That the subject of abortion has so far lurked beneath the surface has irked supporters of abortion rights, including NARAL Pro-Choice America, All Above All Action Fund and Ultraviolet. They thought it was underplayed during the primary debates and wanted NBC's Lester Holt to pose a question about it in the first general election debate. (Abortion did not come up at all.)

The woman who leads Trump's anti-abortion coalition, Susan B. Anthony List president Marjorie Dannenfelser, has previously said she believes Mitt Romney lost in 2012 in part because he failed to galvanize anti-abortion voters by painting President Obama as extreme. (A representative for Dannenfelser did not respond to an interview request.)

Clinton could theoretically present an opportunity for such a contrast: Dawn Laguens, the executive vice president of Planned Parenthood Action Fund, which has endorsed Clinton, called her "the boldest candidate ever when it comes to women’s health and women’s rights."

But Trump is an unpredictable advocate for that case. When the topic has turned to abortion, the Republican nominee's ever-shifting positions on abortion policy — at one point, three in one day — has made his base nervous and presented a challenge to his opponents.

Dannenfelser was among the conservative activists who preferred Ted Cruz during the Republican primaries because they worried about Trump's previous declarations, including telling NBC News in 1999 that he was "very pro-choice," and his ongoing praise of Planned Parenthood.

Trump famously told MSNBC's Chris Matthews in March that "there has to be some form of punishment" for women who have abortions, before retracting it.

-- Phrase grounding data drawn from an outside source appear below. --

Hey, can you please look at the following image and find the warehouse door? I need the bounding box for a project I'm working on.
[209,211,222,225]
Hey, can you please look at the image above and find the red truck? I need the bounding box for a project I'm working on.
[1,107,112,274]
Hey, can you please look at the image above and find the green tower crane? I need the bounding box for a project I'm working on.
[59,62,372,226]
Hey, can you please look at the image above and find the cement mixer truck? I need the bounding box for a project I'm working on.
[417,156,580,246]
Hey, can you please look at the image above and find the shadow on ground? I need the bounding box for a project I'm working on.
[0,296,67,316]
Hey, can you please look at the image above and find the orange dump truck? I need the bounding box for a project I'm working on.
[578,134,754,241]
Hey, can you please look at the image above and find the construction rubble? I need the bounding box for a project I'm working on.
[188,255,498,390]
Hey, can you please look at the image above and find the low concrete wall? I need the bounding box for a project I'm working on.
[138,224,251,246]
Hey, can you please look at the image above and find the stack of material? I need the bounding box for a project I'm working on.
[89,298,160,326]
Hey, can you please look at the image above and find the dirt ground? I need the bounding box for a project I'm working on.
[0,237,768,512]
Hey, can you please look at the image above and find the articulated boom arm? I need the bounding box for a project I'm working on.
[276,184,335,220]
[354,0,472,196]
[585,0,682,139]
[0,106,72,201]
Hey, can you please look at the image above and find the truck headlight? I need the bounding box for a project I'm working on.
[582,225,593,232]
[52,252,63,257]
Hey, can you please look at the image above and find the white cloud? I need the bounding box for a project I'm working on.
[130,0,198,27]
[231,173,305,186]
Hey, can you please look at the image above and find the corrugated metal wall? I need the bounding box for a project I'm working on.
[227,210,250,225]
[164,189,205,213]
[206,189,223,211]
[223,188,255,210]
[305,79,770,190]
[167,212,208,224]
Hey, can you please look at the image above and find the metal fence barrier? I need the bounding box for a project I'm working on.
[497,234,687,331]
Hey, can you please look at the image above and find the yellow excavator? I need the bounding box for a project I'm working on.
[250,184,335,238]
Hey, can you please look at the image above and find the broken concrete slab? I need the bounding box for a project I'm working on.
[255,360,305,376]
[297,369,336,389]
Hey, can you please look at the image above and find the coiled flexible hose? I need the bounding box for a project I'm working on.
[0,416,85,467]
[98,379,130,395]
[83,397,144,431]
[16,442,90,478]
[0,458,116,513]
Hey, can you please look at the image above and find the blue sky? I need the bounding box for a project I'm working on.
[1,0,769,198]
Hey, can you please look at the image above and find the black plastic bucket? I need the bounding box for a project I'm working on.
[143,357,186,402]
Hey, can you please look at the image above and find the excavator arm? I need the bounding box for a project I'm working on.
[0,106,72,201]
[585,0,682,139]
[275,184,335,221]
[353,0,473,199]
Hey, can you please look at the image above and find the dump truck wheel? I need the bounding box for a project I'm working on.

Anti-abortion groups swiftly repudiated the statement, saying they only want to prosecute doctors.

But Trump's subsequent list of presumed anti-abortion picks to the Supreme Court and his choice of Pence have since helped his case with these activists.

"Mike Pence was working to defund Planned Parenthood before it was cool," Dannenfelser told Breitbart this week.

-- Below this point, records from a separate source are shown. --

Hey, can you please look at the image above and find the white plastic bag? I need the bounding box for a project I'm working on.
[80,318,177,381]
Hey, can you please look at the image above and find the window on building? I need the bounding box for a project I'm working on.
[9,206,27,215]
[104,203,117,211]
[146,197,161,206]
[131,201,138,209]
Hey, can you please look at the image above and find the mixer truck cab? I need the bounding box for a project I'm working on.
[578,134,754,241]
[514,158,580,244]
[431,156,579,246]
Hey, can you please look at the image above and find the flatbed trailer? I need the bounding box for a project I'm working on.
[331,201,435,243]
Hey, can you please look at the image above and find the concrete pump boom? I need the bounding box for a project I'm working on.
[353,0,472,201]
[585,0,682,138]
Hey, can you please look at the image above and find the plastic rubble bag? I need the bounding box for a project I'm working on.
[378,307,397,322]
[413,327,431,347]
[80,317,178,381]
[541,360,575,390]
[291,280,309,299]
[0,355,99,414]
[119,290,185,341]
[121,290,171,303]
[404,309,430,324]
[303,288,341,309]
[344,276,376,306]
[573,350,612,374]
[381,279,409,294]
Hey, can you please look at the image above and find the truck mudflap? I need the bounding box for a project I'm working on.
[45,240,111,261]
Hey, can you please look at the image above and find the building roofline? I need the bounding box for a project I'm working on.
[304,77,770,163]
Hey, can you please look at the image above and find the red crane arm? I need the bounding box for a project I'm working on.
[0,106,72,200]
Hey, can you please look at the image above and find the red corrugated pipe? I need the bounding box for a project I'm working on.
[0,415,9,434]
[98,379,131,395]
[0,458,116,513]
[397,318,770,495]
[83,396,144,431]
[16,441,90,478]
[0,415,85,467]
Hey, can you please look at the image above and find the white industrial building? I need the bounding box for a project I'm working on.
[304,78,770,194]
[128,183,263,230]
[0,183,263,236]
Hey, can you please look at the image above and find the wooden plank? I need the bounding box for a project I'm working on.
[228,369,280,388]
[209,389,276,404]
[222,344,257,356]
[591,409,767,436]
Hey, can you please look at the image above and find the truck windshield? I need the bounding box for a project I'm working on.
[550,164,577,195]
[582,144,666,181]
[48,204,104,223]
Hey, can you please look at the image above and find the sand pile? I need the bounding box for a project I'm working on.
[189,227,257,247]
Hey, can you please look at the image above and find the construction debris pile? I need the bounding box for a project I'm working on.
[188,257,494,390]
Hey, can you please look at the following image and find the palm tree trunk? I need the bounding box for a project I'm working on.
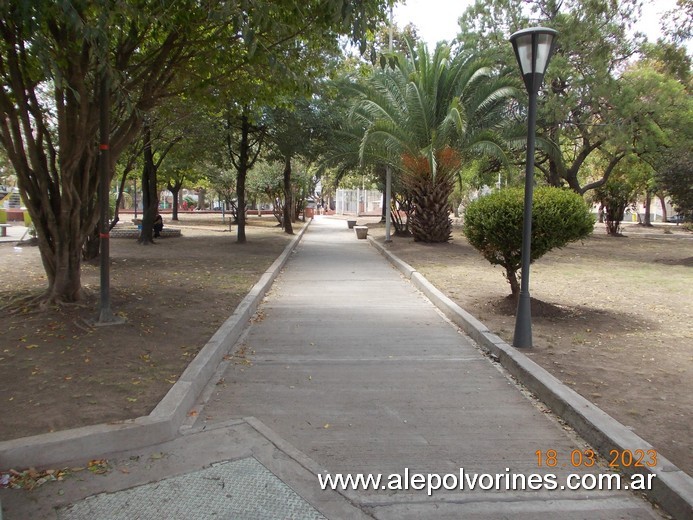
[408,174,454,243]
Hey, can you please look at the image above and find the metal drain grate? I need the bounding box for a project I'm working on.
[57,457,326,520]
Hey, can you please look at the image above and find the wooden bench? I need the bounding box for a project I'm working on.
[0,223,10,237]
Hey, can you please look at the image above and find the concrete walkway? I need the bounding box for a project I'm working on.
[0,217,666,519]
[189,216,662,518]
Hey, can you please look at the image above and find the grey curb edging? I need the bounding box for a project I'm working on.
[244,417,374,519]
[368,236,693,520]
[0,222,310,470]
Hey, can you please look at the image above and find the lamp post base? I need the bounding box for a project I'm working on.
[513,291,532,348]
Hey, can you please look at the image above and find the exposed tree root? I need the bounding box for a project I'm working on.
[1,289,90,315]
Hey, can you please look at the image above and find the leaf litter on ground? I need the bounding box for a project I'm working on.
[0,459,110,490]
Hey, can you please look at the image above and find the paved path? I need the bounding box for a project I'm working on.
[0,216,663,519]
[192,216,660,518]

Pence's long anti-abortion track record includes most recently signing legislation banning abortion in the case of fetal anomaly and requiring women who have abortions to arrange for cremations or burials for all embryonic or fetal remains. (It has been temporarily blocked by a federal court.)

As for Kaine, he had a mixed record on abortion rights as Virginia's governor but earned 100 percent scores from NARAL and Planned Parenthood as senator. "I’ve taken a position which is quite common among Catholics," he said on NBC's "Meet the Press." "I’ve got a personal feeling about abortion, but the right role for government is to let women make their own decisions."

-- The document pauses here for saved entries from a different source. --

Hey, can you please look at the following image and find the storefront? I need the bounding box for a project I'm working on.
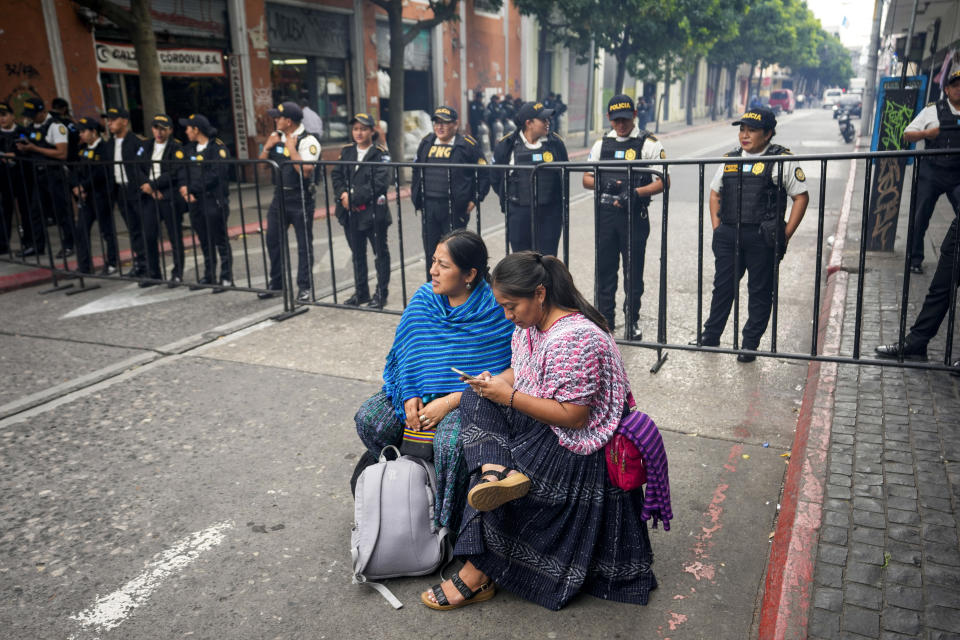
[266,3,353,143]
[376,19,433,119]
[90,0,234,148]
[97,41,231,144]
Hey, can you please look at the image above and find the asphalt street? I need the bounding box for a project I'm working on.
[1,108,863,639]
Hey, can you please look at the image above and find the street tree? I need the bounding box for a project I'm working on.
[369,0,497,161]
[72,0,165,127]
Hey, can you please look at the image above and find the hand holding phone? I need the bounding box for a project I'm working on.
[451,367,478,381]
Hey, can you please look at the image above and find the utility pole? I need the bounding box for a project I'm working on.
[860,0,884,137]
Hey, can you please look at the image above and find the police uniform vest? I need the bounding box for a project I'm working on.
[507,133,562,206]
[719,144,788,225]
[27,122,56,151]
[185,138,230,200]
[0,125,22,155]
[597,132,654,211]
[423,135,456,199]
[925,99,960,171]
[268,130,314,195]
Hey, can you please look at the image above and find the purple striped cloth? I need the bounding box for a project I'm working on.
[619,411,673,530]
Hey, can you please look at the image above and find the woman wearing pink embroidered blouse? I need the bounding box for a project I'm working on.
[421,251,656,611]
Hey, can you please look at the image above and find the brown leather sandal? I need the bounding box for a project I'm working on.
[467,469,531,511]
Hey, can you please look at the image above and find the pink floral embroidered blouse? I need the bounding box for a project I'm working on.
[511,313,629,454]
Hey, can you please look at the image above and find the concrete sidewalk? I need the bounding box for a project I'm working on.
[763,143,960,639]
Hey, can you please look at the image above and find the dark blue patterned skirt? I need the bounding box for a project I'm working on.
[454,387,657,610]
[355,390,469,532]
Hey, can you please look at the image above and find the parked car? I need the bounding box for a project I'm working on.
[769,89,795,114]
[822,88,843,109]
[833,94,862,119]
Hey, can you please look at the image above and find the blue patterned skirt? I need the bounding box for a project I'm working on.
[354,390,469,533]
[454,387,657,610]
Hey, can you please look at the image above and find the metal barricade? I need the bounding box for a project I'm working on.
[532,148,959,374]
[0,156,298,314]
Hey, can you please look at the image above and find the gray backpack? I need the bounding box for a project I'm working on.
[351,446,452,608]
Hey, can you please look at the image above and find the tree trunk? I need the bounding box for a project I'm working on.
[662,63,671,122]
[727,65,737,117]
[537,26,549,99]
[685,62,698,126]
[387,1,406,162]
[755,65,765,98]
[614,52,627,94]
[131,0,164,130]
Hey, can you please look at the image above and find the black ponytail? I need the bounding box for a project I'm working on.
[492,251,610,333]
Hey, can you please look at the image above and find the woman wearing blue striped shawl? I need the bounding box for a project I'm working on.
[355,230,514,532]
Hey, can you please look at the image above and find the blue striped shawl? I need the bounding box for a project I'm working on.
[383,281,514,420]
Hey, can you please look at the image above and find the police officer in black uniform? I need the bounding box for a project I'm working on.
[697,107,809,362]
[0,102,26,255]
[902,68,960,274]
[51,97,81,162]
[411,105,489,280]
[583,94,667,337]
[492,101,569,255]
[258,101,322,302]
[178,114,233,292]
[140,114,188,286]
[332,113,392,308]
[15,98,74,258]
[71,117,119,275]
[105,106,150,277]
[468,91,485,138]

That hasn't thrilled many abortion rights activists, who have been pushing for a less apologetic and bolder stance -- and gotten one from Clinton.

It also hasn't satisfied groups like the National Right to Life Committee, whose president, Carol Tobias, said, “Sen. Kaine is good at hiding behind his Catholic background -– but no one should be fooled. His record, and his openly declared legislative goals, are as pro-abortion as they come.”

Whether these nuances will be parsed in the vice presidential debate Tuesday or beyond remains to be seen.